Now Andrew Johnson had origins at least as modest as any other American President, and may have been the only one never to have attended a school of any kind.  Originally a tailor, he went into politics in his late twenties.   But clearly, the above paragraphs show, he had developed a sense of the history of the United States and a command of the English language to which Donald Trump has never even aspired, and which he most definitely does not possess.   Neither he nor Jackson had a team of speechwriters who could provide these documents for them. They wrote them themselves. Literary and historical knowledge, for the first two centuries of our history, qualifications that successful politicians were expected to possess--and those who had modest origins were if anything more eager to acquire them.  The nomination and election of Donald Trump, who entirely lacks either one, reflects a profound decline in our political life and our broader culture.  Although himself a child of privilege who attended a leading university, he clearly has less intellectual ability, and probably less historical knowledge, than anyone who ever occupied the White House before.   George W. Bush, who also held office recently, would not rank much higher, in my opinion, in either of those categories either.  That says something about the 21st century United States.
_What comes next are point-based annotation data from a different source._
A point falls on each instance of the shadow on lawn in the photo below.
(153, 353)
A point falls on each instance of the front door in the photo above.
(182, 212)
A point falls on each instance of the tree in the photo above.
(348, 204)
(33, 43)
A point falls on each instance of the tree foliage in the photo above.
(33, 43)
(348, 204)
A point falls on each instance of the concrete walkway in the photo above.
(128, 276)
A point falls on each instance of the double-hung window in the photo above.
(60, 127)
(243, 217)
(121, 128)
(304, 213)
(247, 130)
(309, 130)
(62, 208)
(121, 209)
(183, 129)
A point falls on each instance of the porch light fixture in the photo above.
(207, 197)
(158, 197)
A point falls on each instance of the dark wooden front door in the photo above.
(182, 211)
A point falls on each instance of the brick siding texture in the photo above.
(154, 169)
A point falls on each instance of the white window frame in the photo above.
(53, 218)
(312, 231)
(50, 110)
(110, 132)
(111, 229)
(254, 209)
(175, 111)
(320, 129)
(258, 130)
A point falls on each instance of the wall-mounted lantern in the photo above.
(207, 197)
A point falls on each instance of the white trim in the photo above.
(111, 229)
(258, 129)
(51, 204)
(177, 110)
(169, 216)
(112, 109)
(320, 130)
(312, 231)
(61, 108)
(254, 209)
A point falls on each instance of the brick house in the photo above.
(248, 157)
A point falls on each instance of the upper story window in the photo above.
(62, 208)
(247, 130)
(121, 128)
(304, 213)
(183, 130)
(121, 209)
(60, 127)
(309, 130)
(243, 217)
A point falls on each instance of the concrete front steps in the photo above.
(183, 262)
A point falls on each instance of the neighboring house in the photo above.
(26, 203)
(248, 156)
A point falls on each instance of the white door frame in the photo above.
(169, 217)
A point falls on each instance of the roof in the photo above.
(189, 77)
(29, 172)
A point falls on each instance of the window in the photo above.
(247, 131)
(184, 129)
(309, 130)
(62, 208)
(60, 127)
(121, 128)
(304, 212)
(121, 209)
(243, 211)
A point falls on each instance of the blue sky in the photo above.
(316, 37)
The leaders of earlier generations--particularly in our previous crises periods of 1774-1794, 1860-68, and 1929-45--specifically put their own struggles in the context of a broader history of the development of liberty and human rights.  Lincoln and FDR explicitly built upon their ancestors' achievements, about which Trump knows little and cares less.  The American sense of a key role in a broader historical drama has been under attack from both sides of the political spectrum for some time.  My own profession of history has also lost interest in keeping it alive.  That is one reason why about half the nation, at least, has abandoned our political class, allowing Trump to get into the White House.  We have had other presidents who pursued evil policies, but our political life, in important respects, has reached a new low.